Northwestern researchers develop synthetic material that mimics living creatures
July 2, 2020
Northwestern researchers recently developed a hybrid material that mimics living creatures when exposed to light.
Composed of hydrogel polymers, peptide-based molecules known as peptide amphiphiles and small, light-absorbing molecules known as photoswitches, this material can contract like muscles when exposed to light.
The peptide amphiphiles form the fibers in the material. The photoswitch molecules go from uncharged to charged states when light is shined on them. Then, the water in the hydrogel polymers will either go into or out of the hydrogel polymers, causing the material to expand or shrink.
“With the fibers present, you can get the water to come in and out of these hydrogel polymers so much better than you could without it,” chemistry Prof. George Schatz said. “So basically the fibers are acting like pipes.”
Schatz added that the water flows out of the hydrogel through these “pipes” when the photoswitch is in its uncharged state, and vice versa.
The experimental studies were led by chemistry, Feinberg and McCormick Prof. Samuel Stupp, and the computer simulations were led by Schatz. Postdoctoral fellows Chuang Li from the Stupp laboratory and Aysenur Iscen from the Schatz laboratory are the co-first authors of the paper.
Schatz said Stupp’s group developed the amphiphile fibers almost 20 years ago, while his group figured out how to model the properties of these fibers on a computer roughly 10 years ago. He said the project started about three years ago after both professors found combining their groups would give them the ability to better understand what they make and predict new properties based on changes to the composition of the peptide amphiphile fibers.
“It occurred to us that maybe if we combined the fibers with the polymer and the photoswitches that we would make better versions of these expandable, intractable materials,” Schatz said. “So that then gave us the idea that maybe we could make materials that were better actuators in some sense, meaning they would either move faster when you shine light onto them, or that they would expand or contract by more than had been done previously.”
Stupp said this new material can be used in many different applications, including manufacturing, chemical production and even medicine.
“A very exciting possibility is to use them in advanced medicine too,” Stupp said. “For example, be part of surgical procedures, or perhaps to remove a blood clot from the brain or other parts of the body, and to basically allow them to be materials that can assist with very difficult surgery.”
Stupp added that this material may also be used as devices to deliver drugs to specific parts of the body.
Li said he felt very proud of the project, not only because it was published in a “high-impact” journal, but also because the concepts proposed in this project will help others design more materials that will mimic living matter.
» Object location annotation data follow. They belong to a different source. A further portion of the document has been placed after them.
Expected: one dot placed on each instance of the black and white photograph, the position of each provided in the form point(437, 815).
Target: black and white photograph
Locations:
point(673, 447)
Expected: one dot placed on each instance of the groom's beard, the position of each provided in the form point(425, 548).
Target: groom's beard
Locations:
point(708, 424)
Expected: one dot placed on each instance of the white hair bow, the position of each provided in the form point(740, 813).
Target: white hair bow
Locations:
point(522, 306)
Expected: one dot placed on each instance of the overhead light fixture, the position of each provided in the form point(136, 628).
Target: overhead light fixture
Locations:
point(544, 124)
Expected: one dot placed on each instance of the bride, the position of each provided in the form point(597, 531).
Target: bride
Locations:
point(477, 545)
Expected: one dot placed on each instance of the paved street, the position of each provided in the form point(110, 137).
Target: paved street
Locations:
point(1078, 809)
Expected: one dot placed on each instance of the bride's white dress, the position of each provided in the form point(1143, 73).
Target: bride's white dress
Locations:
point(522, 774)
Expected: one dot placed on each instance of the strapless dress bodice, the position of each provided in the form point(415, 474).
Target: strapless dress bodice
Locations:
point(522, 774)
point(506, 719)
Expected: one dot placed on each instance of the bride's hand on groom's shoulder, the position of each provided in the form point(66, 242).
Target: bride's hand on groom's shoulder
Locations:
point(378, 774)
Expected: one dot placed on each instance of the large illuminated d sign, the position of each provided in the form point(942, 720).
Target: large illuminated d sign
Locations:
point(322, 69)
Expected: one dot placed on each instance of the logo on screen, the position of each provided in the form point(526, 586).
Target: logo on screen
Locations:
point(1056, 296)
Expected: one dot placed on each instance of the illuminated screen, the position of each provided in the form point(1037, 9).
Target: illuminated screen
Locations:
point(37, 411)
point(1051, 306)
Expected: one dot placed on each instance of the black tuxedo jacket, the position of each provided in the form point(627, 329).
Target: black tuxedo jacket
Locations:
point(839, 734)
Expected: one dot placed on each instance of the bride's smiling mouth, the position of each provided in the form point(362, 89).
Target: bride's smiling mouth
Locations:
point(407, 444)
He added that this project also taught him what it takes to do good research, as it took three years to complete.
“This project also tells us that good research really takes a long time and a lot of effort,” Li said. “But if we could keep focusing on it, eventually we can make it.”
Stupp said the group is also working on other materials that have common features with this current material, including a material that responds to magnetic fields instead of light.